= Autodynamics =

Alternative to relativity

Autodynamics was a physics theory proposed by Ricardo Carezani (1921–2016) in the early 1940s as a replacement for Einstein's theories of special relativity and general relativity. Autodynamics never gained status as a viable alternative model within the physics community, and today is wholly rejected by mainstream science.

== Main tenets of autodynamics ==

The primary claim of autodynamics is that the equations of the Lorentz transformation are incorrectly formulated to describe relativistic effects, which would invalidate special relativity, general relativity, and Maxwell's equations. The effect of the revised equations proposed in autodynamics is to cause particle mass to decrease with particle velocity, being exchanged with kinetic energy (with mass being zero and kinetic energy being equal to the rest mass at c). This exchange between mass and energy is the proposed mechanism underlying most of the derived conclusions of autodynamics.

Ancillary predictions of autodynamics include:
- the nonexistence of the neutrino,
- the existence of additional particles that have not been observed by mainstream physicists (including the "picograviton" and the "electromuon"),
- the existence of additional decay modes for muons and interaction modes for energetic atomic nuclei.
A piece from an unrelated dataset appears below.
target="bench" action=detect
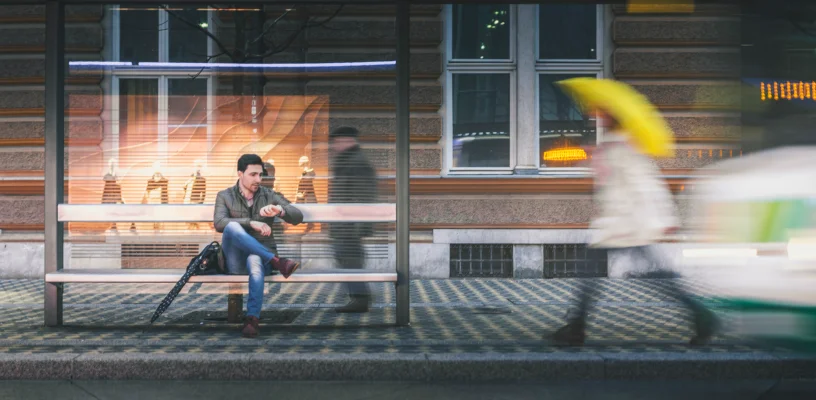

== Status of autodynamics ==
Autodynamics is rejected by the mainstream scientific community. A 1999 article in the magazine Wired quotes H. Pierre Noyes, a professor at the Stanford Linear Accelerator Center, as stating, "autodynamics was disproved. Special relativity is correct" and noting that "mainstream physicists have considered autodynamics a crackpot theory for decades". Noyes was a researcher in an experiment attempting to compare the predictions of SR and AD, and concluded that the values calculated by SR were significantly closer to what was observed. Carezani later argued that the experiment was not relevant for comparing the two theories by pointing out that AD applies specifically to decay cases, yet the electrons in the Noyes experiment received energy from the external medium (klystron EM field). According to Lee Smolin, there has been "no serious attempt [by the autodynamics supporters] to make an argument or to discuss experimental data that refute their basic claims".